It is important to act now so the steel industry “will still be competitive and environmentally friendly … in 30 years' time,” Economy Minister Peter Altmaier said.
A proposed plan includes new criteria for awarding public contracts, a minimum quota of low-carbon or carbon-neutral steel in finished products, and a new “green steel” label, Altmaier said.
Industry figures cited by the economy ministry suggest steelmakers will need an extra €30 billion ($34 billion) to become carbon neutral by 2050.
But the plan unveiled Wednesday did not include any new government subsidies.
Europe's steel industry has been hit hard in recent years by falling prices owing to global overproduction, especially by China, and by US sanctions introduced in 2018.

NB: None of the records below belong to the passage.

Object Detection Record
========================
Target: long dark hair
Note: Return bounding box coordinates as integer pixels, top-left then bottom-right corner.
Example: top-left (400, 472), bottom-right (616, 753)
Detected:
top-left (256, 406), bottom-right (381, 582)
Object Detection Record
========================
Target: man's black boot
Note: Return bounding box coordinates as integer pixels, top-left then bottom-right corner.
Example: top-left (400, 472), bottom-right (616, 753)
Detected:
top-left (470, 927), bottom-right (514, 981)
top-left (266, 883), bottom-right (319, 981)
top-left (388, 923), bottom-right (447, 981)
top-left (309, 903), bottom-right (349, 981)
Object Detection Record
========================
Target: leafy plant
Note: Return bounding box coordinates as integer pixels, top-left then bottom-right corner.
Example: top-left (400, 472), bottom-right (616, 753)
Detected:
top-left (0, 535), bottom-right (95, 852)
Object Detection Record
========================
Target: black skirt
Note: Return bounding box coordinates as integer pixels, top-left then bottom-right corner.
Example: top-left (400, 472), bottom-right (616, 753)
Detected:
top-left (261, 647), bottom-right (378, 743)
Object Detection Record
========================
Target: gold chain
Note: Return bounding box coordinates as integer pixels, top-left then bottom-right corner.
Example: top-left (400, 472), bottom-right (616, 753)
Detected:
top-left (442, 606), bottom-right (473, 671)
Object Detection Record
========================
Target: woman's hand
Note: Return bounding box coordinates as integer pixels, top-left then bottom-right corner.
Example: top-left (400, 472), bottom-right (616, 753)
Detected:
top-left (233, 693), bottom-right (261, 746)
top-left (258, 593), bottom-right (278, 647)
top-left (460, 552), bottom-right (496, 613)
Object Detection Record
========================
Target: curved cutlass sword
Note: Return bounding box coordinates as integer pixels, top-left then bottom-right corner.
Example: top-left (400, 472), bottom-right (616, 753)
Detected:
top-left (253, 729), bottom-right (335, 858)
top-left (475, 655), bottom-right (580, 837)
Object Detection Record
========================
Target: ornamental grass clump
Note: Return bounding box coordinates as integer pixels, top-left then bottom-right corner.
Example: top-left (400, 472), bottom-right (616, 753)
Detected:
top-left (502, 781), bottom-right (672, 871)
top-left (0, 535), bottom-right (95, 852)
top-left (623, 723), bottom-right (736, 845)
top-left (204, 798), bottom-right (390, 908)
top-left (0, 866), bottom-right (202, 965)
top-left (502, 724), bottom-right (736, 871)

The coronavirus crisis piled on more pressure with a drop in demand from key sectors such as the auto industry.
German steel production has fallen by 10 percent since 2010 and the number of workers in the sector has dropped by 4,000 to 86,000.
Industrial giant Thyssenkrupp said in May it was looking for a partner for a possible merger of its steel division, after years of troubles including a blocked merger with India's Tata Steel.
As part of its coronavirus recovery plans, Germany unveiled in June a nine-billion-euro scheme to become the world leader in green hydrogen technology.
Berlin is betting that fuel produced from renewable energy sources can both reduce carbon emissions — including in steelmaking – and stimulate the economy.